Change-Id: I576fc1e43b26c9655ebe24efa40d5348886c365b
Signed-off-by: Youngsoo Choi <kenshin.choi@samsung.com>

diff --git a/wrt_app/service/access_control_manager.ts b/wrt_app/service/access_control_manager.ts
index 87afb7a37db6524a8d86a3fda0af07d32b181145..54afc105c0abb79f6ba50f148ed57c7abd78c644 100644 (file)
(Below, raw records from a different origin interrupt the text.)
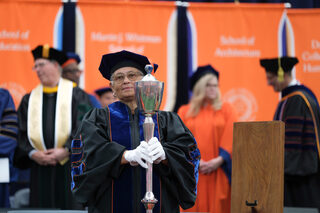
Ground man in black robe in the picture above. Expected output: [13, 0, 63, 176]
[260, 57, 320, 210]
[72, 51, 200, 213]
[14, 45, 91, 209]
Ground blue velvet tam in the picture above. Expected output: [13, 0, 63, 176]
[190, 64, 219, 90]
[94, 87, 112, 96]
[66, 52, 81, 64]
[99, 50, 158, 80]
[260, 56, 299, 75]
[31, 44, 68, 65]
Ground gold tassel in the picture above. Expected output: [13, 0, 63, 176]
[42, 44, 50, 58]
[278, 57, 284, 82]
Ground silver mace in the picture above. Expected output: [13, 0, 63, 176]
[135, 65, 164, 213]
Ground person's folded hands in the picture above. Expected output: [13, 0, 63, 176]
[124, 141, 152, 168]
[148, 137, 166, 164]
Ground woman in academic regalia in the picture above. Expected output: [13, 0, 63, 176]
[178, 65, 236, 213]
[73, 51, 200, 213]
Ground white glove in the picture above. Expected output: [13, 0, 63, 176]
[148, 137, 166, 164]
[124, 141, 152, 169]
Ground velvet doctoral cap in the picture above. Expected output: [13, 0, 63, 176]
[94, 87, 112, 96]
[260, 56, 299, 75]
[190, 64, 219, 90]
[32, 44, 68, 66]
[99, 50, 158, 80]
[66, 52, 81, 64]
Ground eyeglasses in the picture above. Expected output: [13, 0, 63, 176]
[111, 72, 142, 83]
[63, 68, 81, 73]
[32, 62, 48, 70]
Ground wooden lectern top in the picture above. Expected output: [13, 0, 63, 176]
[231, 121, 285, 213]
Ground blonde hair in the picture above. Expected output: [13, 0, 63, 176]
[186, 74, 222, 117]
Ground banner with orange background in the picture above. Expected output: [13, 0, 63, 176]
[288, 9, 320, 101]
[188, 3, 285, 121]
[0, 0, 62, 108]
[76, 0, 175, 108]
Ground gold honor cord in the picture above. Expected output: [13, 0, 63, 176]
[28, 78, 73, 165]
[27, 84, 46, 151]
[278, 57, 284, 82]
[55, 78, 73, 165]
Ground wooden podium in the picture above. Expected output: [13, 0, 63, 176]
[231, 121, 285, 213]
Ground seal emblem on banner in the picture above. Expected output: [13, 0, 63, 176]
[223, 88, 258, 121]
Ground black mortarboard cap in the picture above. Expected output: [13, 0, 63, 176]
[32, 44, 68, 65]
[99, 50, 158, 80]
[190, 64, 219, 90]
[94, 87, 112, 96]
[66, 52, 81, 64]
[260, 56, 299, 75]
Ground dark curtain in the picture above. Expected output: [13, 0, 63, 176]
[166, 0, 320, 8]
[62, 2, 76, 52]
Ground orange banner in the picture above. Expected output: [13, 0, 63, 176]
[77, 0, 175, 108]
[188, 3, 284, 121]
[288, 9, 320, 100]
[0, 0, 61, 108]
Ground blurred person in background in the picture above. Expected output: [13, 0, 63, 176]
[14, 45, 91, 209]
[260, 56, 320, 211]
[0, 88, 18, 208]
[178, 65, 236, 213]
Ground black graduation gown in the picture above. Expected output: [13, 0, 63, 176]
[275, 85, 320, 210]
[73, 102, 200, 213]
[14, 87, 92, 209]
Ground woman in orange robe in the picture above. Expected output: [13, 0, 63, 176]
[178, 65, 236, 213]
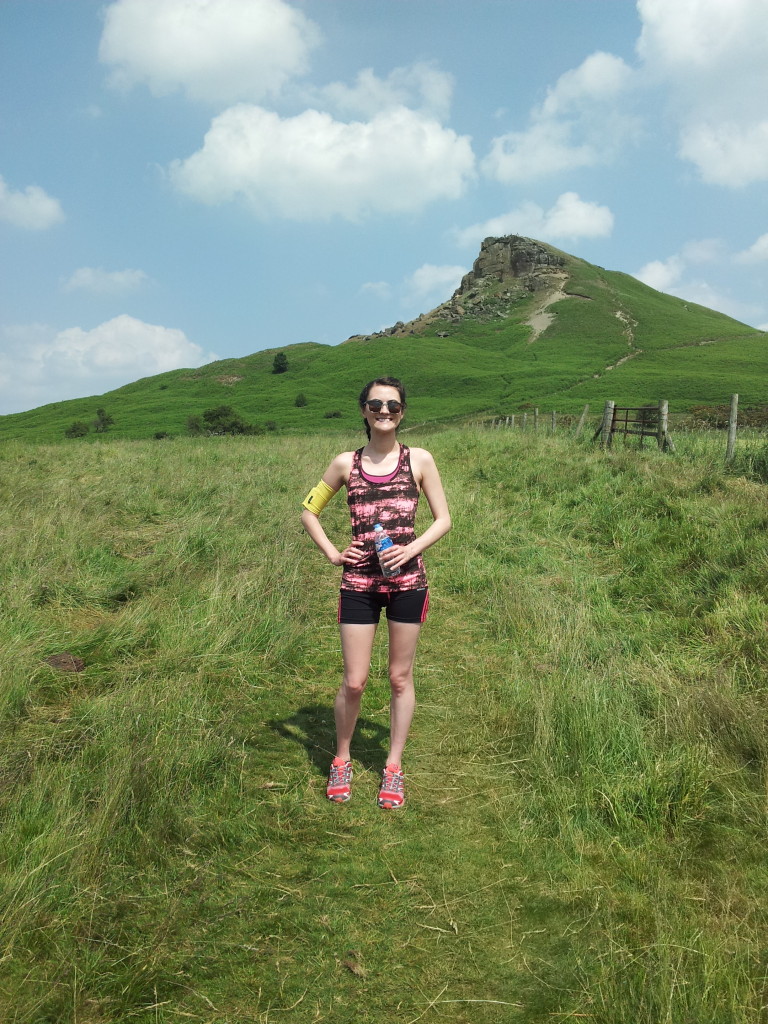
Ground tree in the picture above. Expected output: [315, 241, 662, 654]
[65, 420, 90, 437]
[93, 409, 115, 434]
[198, 406, 262, 434]
[272, 352, 288, 374]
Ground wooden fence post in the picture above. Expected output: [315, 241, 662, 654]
[575, 404, 590, 437]
[600, 398, 616, 447]
[725, 394, 738, 466]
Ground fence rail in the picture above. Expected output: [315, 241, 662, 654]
[467, 394, 761, 465]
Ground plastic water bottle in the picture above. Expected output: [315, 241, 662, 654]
[374, 522, 400, 575]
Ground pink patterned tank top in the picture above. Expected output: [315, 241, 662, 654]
[341, 444, 427, 594]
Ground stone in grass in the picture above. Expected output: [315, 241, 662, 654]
[44, 652, 85, 672]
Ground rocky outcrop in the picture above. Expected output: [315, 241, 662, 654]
[349, 234, 567, 341]
[454, 234, 565, 297]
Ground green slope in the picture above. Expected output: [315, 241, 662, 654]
[0, 247, 768, 441]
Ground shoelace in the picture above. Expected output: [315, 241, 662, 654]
[381, 768, 403, 793]
[331, 764, 352, 785]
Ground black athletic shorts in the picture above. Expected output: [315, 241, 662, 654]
[339, 588, 429, 626]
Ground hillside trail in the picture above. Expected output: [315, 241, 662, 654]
[525, 273, 571, 345]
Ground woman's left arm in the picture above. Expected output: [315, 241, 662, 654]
[383, 449, 451, 568]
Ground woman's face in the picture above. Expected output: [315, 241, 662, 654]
[362, 384, 403, 433]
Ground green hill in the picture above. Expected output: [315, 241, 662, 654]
[0, 236, 768, 441]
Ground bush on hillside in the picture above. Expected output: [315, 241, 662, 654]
[272, 352, 288, 374]
[195, 406, 263, 436]
[65, 420, 90, 437]
[93, 409, 115, 434]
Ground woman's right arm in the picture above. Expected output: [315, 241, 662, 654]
[301, 452, 362, 565]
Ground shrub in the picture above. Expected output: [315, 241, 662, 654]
[65, 420, 90, 437]
[186, 416, 203, 437]
[93, 409, 115, 434]
[203, 406, 261, 435]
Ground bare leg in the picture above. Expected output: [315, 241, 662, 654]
[387, 622, 421, 765]
[334, 623, 376, 761]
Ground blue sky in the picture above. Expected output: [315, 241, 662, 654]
[0, 0, 768, 414]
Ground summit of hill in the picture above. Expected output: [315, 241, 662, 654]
[0, 234, 768, 441]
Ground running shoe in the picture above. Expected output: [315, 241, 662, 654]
[326, 758, 352, 804]
[379, 765, 406, 811]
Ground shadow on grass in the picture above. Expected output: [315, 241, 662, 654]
[269, 705, 389, 776]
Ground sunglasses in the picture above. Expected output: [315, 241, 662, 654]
[366, 398, 402, 413]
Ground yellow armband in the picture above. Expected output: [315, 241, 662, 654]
[301, 480, 336, 515]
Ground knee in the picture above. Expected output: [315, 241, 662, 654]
[389, 669, 414, 696]
[342, 676, 368, 700]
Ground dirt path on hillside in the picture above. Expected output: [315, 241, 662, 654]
[525, 273, 568, 345]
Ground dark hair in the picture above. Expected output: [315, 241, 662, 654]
[358, 377, 406, 440]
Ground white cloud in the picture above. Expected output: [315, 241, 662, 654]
[637, 0, 768, 187]
[681, 239, 726, 263]
[539, 51, 633, 118]
[170, 104, 474, 220]
[0, 314, 217, 413]
[680, 120, 768, 188]
[302, 62, 454, 122]
[481, 52, 638, 184]
[454, 191, 613, 246]
[406, 263, 468, 302]
[0, 177, 65, 231]
[734, 233, 768, 263]
[99, 0, 319, 103]
[62, 266, 148, 295]
[634, 256, 685, 292]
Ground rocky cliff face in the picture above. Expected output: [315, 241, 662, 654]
[454, 234, 565, 298]
[350, 234, 567, 340]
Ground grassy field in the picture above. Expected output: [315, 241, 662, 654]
[0, 430, 768, 1024]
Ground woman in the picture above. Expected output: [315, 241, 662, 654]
[301, 377, 451, 809]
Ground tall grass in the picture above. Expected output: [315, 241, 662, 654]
[0, 430, 768, 1024]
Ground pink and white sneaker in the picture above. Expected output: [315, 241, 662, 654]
[379, 765, 406, 811]
[326, 758, 352, 804]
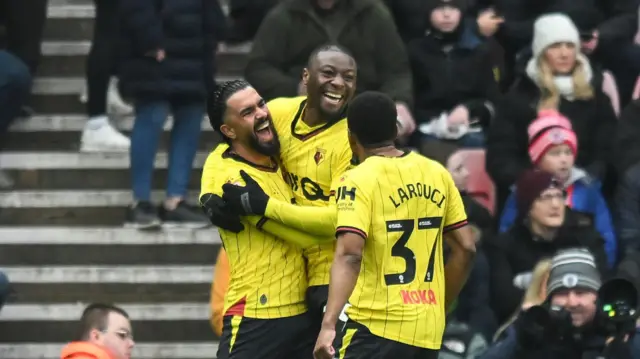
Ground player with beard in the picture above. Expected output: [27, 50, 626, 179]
[200, 80, 333, 359]
[228, 45, 357, 330]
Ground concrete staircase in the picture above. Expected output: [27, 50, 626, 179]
[0, 0, 250, 359]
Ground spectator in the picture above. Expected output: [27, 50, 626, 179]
[447, 152, 498, 341]
[476, 0, 640, 101]
[209, 248, 229, 336]
[0, 0, 48, 76]
[245, 0, 415, 137]
[80, 0, 131, 152]
[487, 14, 617, 214]
[0, 50, 31, 189]
[60, 303, 135, 359]
[500, 110, 618, 268]
[120, 0, 224, 229]
[0, 271, 11, 311]
[408, 0, 500, 153]
[493, 259, 551, 341]
[481, 248, 640, 359]
[484, 170, 607, 323]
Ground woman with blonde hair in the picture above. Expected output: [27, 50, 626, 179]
[487, 13, 617, 212]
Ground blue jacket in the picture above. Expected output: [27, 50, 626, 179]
[479, 325, 640, 359]
[500, 168, 618, 268]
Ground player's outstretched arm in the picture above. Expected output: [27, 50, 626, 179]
[247, 216, 335, 248]
[222, 171, 336, 237]
[444, 226, 476, 310]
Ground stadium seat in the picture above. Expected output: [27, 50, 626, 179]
[602, 71, 620, 116]
[631, 77, 640, 100]
[456, 149, 496, 214]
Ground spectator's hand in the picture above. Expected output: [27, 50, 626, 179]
[222, 170, 269, 216]
[396, 102, 416, 140]
[298, 80, 307, 96]
[313, 328, 336, 359]
[582, 31, 599, 54]
[147, 49, 166, 62]
[200, 193, 244, 233]
[477, 9, 504, 37]
[447, 105, 469, 128]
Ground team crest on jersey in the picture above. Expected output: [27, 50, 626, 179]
[313, 148, 326, 165]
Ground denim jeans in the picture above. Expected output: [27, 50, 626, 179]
[131, 101, 205, 201]
[0, 50, 31, 142]
[0, 271, 11, 309]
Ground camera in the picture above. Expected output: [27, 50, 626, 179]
[597, 278, 638, 336]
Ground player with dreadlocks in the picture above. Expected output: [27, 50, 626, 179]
[200, 80, 334, 359]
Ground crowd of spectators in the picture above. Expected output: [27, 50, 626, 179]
[0, 0, 640, 358]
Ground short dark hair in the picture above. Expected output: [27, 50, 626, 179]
[307, 44, 353, 68]
[347, 91, 398, 147]
[79, 303, 129, 340]
[207, 80, 251, 140]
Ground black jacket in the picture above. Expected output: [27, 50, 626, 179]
[486, 70, 618, 189]
[119, 0, 225, 101]
[408, 21, 500, 126]
[484, 208, 608, 323]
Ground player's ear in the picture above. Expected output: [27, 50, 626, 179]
[220, 124, 236, 140]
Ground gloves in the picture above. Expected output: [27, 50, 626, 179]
[222, 170, 269, 216]
[200, 193, 244, 233]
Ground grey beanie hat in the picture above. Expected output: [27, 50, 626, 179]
[547, 248, 601, 295]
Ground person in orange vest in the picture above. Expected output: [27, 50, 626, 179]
[60, 303, 135, 359]
[210, 248, 229, 336]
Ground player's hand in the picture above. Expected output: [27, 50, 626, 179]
[313, 328, 336, 359]
[200, 193, 244, 233]
[222, 170, 269, 216]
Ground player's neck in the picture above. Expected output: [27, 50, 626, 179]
[302, 107, 329, 127]
[231, 143, 273, 167]
[360, 144, 404, 161]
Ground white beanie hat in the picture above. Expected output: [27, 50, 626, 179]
[531, 13, 580, 59]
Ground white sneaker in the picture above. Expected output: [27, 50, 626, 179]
[80, 122, 131, 152]
[107, 77, 133, 115]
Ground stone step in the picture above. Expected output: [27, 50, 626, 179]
[0, 190, 199, 226]
[0, 261, 215, 284]
[0, 151, 213, 190]
[38, 41, 251, 77]
[44, 3, 229, 40]
[10, 114, 213, 132]
[0, 344, 218, 359]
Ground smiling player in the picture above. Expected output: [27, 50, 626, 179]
[264, 45, 357, 328]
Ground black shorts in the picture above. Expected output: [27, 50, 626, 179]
[334, 320, 438, 359]
[217, 313, 317, 359]
[306, 285, 346, 348]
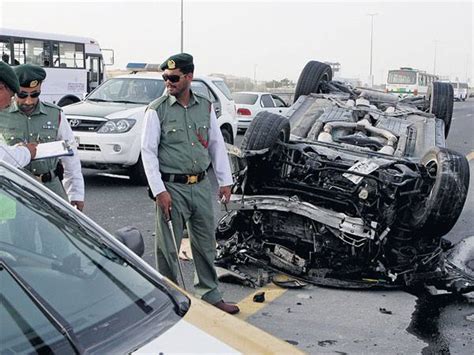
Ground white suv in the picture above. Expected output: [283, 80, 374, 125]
[63, 72, 238, 184]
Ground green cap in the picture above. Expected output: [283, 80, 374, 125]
[0, 61, 20, 93]
[13, 64, 46, 88]
[160, 53, 194, 70]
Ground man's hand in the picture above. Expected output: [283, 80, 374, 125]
[19, 143, 38, 159]
[219, 185, 231, 203]
[71, 201, 84, 211]
[155, 191, 171, 221]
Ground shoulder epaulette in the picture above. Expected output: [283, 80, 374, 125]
[41, 101, 62, 110]
[146, 95, 168, 110]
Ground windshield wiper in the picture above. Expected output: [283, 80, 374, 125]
[87, 98, 112, 102]
[0, 258, 84, 354]
[112, 100, 143, 104]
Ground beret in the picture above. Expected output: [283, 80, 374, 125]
[160, 53, 193, 70]
[0, 61, 20, 93]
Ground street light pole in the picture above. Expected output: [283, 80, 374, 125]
[368, 13, 378, 87]
[181, 0, 184, 53]
[433, 41, 439, 75]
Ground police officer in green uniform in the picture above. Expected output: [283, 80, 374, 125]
[142, 53, 239, 314]
[0, 62, 36, 167]
[0, 64, 84, 210]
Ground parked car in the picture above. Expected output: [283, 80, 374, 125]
[232, 91, 289, 131]
[216, 61, 474, 292]
[63, 72, 237, 184]
[0, 162, 299, 354]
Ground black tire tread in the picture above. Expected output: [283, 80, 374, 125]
[294, 60, 332, 102]
[241, 111, 290, 150]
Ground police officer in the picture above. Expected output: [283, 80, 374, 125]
[142, 53, 239, 314]
[0, 64, 84, 210]
[0, 62, 36, 167]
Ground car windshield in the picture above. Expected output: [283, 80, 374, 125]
[0, 164, 185, 354]
[87, 78, 165, 105]
[212, 80, 232, 100]
[233, 93, 258, 105]
[387, 70, 416, 84]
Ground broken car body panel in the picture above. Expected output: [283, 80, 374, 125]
[216, 62, 472, 291]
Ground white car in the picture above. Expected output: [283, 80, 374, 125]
[232, 91, 289, 131]
[63, 72, 237, 184]
[0, 161, 301, 354]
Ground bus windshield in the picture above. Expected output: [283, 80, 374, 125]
[387, 70, 416, 84]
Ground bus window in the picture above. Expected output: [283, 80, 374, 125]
[24, 39, 43, 66]
[0, 37, 11, 64]
[59, 43, 84, 69]
[13, 39, 25, 65]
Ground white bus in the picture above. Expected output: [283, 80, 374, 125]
[0, 28, 113, 106]
[451, 81, 469, 101]
[385, 68, 439, 97]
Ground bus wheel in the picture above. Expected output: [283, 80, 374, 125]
[430, 81, 454, 138]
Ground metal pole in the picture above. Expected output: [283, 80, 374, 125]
[368, 14, 377, 87]
[181, 0, 184, 53]
[433, 41, 438, 74]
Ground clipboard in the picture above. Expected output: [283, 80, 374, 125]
[33, 141, 74, 160]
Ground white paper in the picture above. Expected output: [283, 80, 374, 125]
[34, 141, 74, 160]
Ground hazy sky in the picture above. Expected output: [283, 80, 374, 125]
[0, 0, 473, 83]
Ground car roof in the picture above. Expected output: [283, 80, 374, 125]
[114, 72, 224, 81]
[234, 91, 275, 95]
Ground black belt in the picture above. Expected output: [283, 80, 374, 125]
[161, 171, 207, 185]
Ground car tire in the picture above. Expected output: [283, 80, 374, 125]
[410, 147, 469, 237]
[430, 81, 454, 138]
[241, 111, 290, 150]
[294, 60, 332, 102]
[128, 155, 148, 186]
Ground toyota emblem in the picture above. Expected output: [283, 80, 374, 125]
[69, 119, 81, 127]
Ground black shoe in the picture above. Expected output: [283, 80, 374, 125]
[213, 300, 240, 314]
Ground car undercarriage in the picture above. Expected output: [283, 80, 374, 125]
[216, 62, 474, 292]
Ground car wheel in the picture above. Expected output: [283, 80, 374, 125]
[221, 128, 234, 144]
[128, 156, 148, 186]
[410, 147, 469, 237]
[241, 111, 290, 150]
[430, 81, 454, 138]
[294, 60, 332, 102]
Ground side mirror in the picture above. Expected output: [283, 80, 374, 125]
[115, 226, 145, 257]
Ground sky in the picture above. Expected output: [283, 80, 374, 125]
[0, 0, 474, 85]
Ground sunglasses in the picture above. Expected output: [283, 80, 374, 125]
[163, 74, 186, 83]
[16, 91, 41, 99]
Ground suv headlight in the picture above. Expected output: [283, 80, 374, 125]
[97, 118, 137, 133]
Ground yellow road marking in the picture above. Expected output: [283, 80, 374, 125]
[236, 284, 287, 319]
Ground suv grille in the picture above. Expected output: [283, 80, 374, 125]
[67, 117, 105, 132]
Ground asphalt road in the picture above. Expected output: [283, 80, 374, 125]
[84, 99, 474, 354]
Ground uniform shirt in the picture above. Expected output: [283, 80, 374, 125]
[141, 106, 233, 196]
[0, 101, 84, 201]
[0, 143, 31, 168]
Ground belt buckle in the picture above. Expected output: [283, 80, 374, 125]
[186, 175, 197, 185]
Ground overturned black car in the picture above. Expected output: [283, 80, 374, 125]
[216, 61, 474, 292]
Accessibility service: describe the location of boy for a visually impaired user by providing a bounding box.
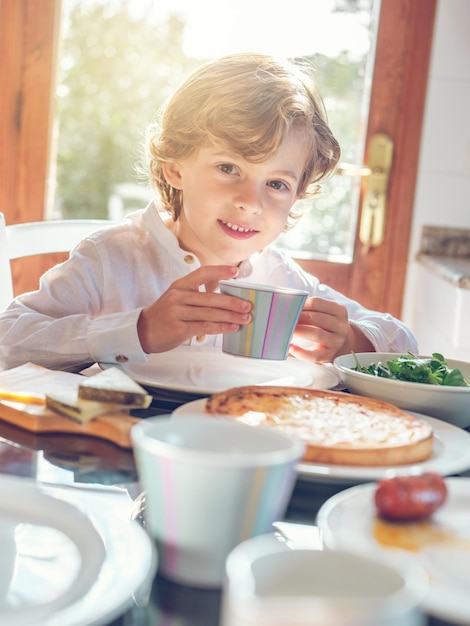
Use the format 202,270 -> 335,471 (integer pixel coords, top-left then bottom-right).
0,54 -> 417,370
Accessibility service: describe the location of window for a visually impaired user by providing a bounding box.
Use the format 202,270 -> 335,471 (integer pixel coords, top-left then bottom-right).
54,0 -> 379,262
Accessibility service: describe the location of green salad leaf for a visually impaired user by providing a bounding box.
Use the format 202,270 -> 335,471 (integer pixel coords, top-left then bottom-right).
352,351 -> 470,387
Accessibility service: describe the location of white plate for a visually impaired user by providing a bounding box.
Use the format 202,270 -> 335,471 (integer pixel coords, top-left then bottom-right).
100,346 -> 340,395
173,398 -> 470,485
0,477 -> 156,626
317,477 -> 470,626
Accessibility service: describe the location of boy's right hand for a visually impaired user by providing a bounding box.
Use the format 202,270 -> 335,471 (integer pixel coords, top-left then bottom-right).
137,265 -> 252,354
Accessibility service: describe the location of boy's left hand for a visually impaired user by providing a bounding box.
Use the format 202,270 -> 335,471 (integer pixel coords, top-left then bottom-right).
289,297 -> 374,363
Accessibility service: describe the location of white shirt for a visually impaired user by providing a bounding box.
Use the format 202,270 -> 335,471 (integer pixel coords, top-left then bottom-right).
0,203 -> 417,371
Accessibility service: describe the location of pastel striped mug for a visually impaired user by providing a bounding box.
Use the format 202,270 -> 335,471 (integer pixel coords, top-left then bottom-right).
219,280 -> 308,361
131,414 -> 305,588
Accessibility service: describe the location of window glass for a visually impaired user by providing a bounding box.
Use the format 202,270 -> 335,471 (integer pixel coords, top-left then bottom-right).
51,0 -> 379,261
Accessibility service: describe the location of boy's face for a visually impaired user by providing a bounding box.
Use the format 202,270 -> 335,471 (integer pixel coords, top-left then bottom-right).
164,130 -> 308,265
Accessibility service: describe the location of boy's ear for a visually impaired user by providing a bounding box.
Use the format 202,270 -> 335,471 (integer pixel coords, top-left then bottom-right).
162,163 -> 181,189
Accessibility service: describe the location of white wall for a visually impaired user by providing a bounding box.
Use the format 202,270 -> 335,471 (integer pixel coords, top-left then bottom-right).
403,0 -> 470,340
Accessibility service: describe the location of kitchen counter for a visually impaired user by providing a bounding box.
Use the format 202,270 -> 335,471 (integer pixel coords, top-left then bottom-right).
416,226 -> 470,289
412,226 -> 470,361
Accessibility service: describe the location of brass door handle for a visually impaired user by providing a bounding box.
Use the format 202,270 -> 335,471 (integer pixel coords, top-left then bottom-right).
336,133 -> 393,252
359,133 -> 393,249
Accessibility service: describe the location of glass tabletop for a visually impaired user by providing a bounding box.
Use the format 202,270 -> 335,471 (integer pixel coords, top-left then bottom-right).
0,405 -> 464,626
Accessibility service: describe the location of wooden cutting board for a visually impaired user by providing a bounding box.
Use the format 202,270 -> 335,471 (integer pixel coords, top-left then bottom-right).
0,402 -> 139,448
0,363 -> 139,448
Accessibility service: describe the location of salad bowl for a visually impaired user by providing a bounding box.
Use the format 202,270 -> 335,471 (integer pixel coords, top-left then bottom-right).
334,352 -> 470,428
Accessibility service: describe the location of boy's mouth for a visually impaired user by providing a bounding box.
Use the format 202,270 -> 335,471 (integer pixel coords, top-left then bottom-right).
219,220 -> 258,238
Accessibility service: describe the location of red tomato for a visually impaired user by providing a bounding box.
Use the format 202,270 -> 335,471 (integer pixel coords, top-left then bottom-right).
375,472 -> 447,521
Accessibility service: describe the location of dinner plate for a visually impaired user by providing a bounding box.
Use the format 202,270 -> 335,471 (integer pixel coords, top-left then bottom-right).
173,398 -> 470,485
317,477 -> 470,626
100,346 -> 340,396
0,477 -> 156,626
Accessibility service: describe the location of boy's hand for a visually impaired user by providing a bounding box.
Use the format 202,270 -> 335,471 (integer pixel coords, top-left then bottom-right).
289,298 -> 374,363
137,265 -> 252,354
--- a/wrt_app/service/access_control_manager.ts
+++ b/wrt_app/service/access_control_manager.ts
@@ -1,3 +1,4 @@
+const Module = require('module');
 
 function checkSystemInfoApiPrivilege(func: any, permissions: string[]) {
   let override_func  = func;
@@ -126,3 +127,19 @@ export function initialize(permissions: string[]) {
     checkSystemInfoApiPrivilege(tizen.systeminfo.addPropertyValueArrayChangeListener, permissions);
 
 }
+
+export function refineResolveFilename(permissions: string[]) {
+  const originalResolveFilename = Module._resolveFilename;
+  Module._resolveFilename = function(...args: any[]) {
+    let path = '';
+    if (args[0] === 'fs') {
+      path = originalResolveFilename('fs_tizen', args[1], args[2]);
+    } else {
+      path = originalResolveFilename(...args);
+    }
+    if (path.startsWith('/') && !global.webapis.isValidPath(path))
+      throw new Error(`Invalid access to ${path}`);
+    return path;
+  }
+  Object.defineProperty(Module, '_resolveFilename', { writable: false });
+}

diff --git a/wrt_app/service/device_api_router.ts b/wrt_app/service/device_api_router.ts
index 22801121b2bc8ea7d814ec1487906989f90f64f1..f4269238bb2678b6c65021a7f8ff56ed1a730111 100644 (file)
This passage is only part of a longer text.